I’ve been using Rancher for one year now with Cattle orchestrator.
From ci to review env to production I everything with Rancher.
It provides great value and is really stable.
Though we experienced some issues that I’d like to share here.
It doesn’t enforce best practicies such as applying constraints on containers. Why is it important? well what if you had a server with 4G of ram, then you deploy multiple containers on this server.
Everything looks fine at first until one container start consuming more and more memory until the host has no more memory available. This is the begining of a bad moment.
The host will then send kill signals to your
docker containers, eventually killing ipsec containers or rancher-agent container. So in the end you will see a
Disconnected host. Most of
the time you will need to manually evacuate the host.
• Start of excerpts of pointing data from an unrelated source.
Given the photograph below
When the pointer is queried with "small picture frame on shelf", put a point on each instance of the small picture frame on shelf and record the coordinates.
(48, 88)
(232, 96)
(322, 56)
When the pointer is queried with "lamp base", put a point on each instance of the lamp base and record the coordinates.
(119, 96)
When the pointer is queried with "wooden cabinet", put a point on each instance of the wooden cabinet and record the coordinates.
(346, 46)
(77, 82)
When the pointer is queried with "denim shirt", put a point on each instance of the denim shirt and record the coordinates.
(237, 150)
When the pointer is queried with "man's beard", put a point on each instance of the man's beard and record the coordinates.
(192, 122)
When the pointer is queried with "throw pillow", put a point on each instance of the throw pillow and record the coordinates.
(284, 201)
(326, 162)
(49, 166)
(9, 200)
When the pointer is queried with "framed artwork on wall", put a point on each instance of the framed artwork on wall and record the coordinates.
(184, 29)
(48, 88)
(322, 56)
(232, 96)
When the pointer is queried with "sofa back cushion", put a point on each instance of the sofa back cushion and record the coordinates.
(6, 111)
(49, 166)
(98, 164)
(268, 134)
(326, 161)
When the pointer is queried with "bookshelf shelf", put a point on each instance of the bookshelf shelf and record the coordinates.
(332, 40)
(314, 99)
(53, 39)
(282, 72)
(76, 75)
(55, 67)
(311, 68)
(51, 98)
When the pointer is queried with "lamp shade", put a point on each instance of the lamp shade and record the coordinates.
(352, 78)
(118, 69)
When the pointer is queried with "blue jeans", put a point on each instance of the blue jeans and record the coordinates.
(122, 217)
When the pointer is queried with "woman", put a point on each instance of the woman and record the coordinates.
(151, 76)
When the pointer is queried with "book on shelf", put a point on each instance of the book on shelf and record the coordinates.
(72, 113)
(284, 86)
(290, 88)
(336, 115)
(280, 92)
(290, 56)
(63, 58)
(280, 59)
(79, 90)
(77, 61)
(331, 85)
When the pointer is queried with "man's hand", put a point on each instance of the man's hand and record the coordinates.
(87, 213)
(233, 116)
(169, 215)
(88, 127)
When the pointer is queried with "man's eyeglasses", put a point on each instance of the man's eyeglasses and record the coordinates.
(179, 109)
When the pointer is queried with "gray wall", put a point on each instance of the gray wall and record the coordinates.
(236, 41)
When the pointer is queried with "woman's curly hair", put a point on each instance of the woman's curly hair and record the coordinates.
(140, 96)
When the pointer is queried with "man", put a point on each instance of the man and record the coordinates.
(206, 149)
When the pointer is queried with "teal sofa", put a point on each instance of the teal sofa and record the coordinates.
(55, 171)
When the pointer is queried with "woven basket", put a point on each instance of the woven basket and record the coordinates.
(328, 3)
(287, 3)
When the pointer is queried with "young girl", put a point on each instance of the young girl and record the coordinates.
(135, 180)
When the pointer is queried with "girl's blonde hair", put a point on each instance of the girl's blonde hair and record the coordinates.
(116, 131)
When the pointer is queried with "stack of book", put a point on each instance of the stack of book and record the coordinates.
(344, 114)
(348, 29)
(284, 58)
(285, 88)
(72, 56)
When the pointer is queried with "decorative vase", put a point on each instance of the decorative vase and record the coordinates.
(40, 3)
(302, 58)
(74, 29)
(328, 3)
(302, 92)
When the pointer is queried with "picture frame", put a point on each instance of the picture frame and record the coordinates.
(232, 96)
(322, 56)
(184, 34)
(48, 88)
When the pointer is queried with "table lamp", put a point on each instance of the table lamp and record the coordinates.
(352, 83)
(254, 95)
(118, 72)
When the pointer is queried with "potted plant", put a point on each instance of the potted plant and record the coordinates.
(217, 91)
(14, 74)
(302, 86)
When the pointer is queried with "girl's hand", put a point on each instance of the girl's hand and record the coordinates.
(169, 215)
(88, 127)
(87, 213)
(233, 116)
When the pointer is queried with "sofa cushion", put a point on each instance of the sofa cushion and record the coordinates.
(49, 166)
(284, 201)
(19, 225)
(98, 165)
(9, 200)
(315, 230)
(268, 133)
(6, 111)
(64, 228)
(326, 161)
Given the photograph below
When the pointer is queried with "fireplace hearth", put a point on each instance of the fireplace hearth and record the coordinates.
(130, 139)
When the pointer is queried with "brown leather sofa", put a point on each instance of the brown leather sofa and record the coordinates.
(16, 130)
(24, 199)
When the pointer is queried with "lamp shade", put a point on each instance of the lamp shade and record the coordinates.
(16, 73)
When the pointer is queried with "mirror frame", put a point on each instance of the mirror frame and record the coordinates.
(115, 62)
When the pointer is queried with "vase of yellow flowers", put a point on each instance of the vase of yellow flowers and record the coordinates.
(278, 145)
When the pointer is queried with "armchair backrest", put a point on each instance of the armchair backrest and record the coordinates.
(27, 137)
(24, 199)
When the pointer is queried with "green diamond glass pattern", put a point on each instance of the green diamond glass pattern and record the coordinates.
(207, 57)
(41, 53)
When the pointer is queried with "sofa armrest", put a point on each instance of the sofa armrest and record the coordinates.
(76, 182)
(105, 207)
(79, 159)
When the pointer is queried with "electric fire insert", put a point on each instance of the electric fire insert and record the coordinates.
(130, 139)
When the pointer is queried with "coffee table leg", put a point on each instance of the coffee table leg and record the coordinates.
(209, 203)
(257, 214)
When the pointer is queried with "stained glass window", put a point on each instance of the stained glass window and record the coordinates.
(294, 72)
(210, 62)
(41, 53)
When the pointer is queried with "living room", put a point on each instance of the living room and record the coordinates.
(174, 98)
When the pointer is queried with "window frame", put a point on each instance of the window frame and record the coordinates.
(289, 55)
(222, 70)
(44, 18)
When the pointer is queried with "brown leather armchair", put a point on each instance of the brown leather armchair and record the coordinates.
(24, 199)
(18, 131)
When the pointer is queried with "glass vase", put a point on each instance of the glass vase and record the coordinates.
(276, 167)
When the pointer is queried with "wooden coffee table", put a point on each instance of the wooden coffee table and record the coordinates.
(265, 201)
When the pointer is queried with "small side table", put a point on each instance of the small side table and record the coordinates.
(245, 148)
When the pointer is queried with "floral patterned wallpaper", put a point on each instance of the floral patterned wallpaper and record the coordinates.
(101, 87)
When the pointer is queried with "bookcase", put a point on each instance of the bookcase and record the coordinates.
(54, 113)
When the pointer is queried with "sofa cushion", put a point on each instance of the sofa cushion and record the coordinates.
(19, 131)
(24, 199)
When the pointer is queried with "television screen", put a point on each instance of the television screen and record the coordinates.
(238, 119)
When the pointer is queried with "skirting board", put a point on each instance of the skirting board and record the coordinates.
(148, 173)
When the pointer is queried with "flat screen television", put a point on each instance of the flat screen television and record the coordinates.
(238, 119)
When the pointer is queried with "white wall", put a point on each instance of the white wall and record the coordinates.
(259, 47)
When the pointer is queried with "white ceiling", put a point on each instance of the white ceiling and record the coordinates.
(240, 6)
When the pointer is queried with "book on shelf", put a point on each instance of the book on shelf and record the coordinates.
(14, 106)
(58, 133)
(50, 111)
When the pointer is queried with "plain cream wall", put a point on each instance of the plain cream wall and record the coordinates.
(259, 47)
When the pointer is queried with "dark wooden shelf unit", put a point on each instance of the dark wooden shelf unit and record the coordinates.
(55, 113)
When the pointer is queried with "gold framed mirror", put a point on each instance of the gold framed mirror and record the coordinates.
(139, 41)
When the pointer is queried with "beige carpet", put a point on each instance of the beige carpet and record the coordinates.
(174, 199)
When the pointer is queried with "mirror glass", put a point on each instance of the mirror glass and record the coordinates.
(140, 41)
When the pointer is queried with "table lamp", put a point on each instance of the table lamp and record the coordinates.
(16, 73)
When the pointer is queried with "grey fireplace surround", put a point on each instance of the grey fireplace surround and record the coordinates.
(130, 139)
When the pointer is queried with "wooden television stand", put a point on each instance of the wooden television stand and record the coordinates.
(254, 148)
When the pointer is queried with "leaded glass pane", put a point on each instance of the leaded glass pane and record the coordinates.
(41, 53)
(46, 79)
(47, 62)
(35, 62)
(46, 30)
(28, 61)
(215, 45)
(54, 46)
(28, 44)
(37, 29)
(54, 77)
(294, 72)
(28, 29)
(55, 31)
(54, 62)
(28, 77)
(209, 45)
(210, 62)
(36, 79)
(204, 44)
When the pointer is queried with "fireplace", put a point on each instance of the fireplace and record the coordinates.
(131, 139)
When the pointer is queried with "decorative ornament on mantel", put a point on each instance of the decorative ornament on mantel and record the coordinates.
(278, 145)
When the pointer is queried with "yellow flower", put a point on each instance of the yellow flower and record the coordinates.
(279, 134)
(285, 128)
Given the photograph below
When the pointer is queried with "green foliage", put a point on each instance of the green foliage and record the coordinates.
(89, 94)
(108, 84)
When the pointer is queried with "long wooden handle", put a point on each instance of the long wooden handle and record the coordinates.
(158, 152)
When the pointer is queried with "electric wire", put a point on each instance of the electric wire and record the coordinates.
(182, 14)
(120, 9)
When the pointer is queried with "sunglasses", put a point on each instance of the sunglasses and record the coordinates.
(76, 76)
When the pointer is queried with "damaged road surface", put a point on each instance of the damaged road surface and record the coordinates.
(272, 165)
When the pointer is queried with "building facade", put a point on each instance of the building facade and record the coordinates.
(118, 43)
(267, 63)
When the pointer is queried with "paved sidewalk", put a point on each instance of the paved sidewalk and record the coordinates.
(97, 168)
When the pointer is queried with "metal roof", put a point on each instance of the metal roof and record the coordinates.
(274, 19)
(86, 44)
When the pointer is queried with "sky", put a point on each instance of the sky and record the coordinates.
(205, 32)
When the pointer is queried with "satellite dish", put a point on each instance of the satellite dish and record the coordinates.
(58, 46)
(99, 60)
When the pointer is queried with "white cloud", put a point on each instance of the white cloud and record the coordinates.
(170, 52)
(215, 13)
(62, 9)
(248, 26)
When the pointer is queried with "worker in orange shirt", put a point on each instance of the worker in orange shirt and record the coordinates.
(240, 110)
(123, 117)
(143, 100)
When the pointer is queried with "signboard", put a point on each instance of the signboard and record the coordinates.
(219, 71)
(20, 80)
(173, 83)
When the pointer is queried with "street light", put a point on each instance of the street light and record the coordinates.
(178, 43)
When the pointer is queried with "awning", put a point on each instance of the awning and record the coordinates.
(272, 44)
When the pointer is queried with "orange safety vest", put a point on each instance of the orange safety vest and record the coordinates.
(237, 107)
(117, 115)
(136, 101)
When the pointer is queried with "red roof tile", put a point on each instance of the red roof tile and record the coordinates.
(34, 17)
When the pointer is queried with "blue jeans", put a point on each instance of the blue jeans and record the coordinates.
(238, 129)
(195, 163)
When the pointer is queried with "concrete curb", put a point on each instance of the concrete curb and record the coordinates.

Beware the cascade effect.
Be evacuating containers from the disconnected server they will be scheduled on some other hosts that can experience the same thing as the Disconnected server.
Rancher database pressure
After the evacuation of a host or updating some stack you can find some host in the
Reconnecting state. This is bad.
Your servers are known by Rancher but Rancher cannot display their state, then you’ll see your stacks and containers becoming Unhealthy.
But these are false status. Check your services before taking actions in Rancher usually they are in Good state.
Reconnecting state appeared on our Rancher and was due to too much pressure on the Rancher database. Someone had a really hard night
try to bring everything back up to only see all new hosts and stacks go to
If your Rancher database is 100% CPU then Rancher will display wrong stack/host/services status.
By default there is no logging limits on containers, what this means is that you can see the container log history, and all the logs are stored in one file on the server.
What can go wrong is that one container could generate a lot of logs until the disk is full.
So always apply logging limits such as: max-size, max-file on the container
Always use a service to aggregate logs, such as: Graylog
Monitor your Rancher servers and Rancher Database.
Apply memory restriction
Apply logging limits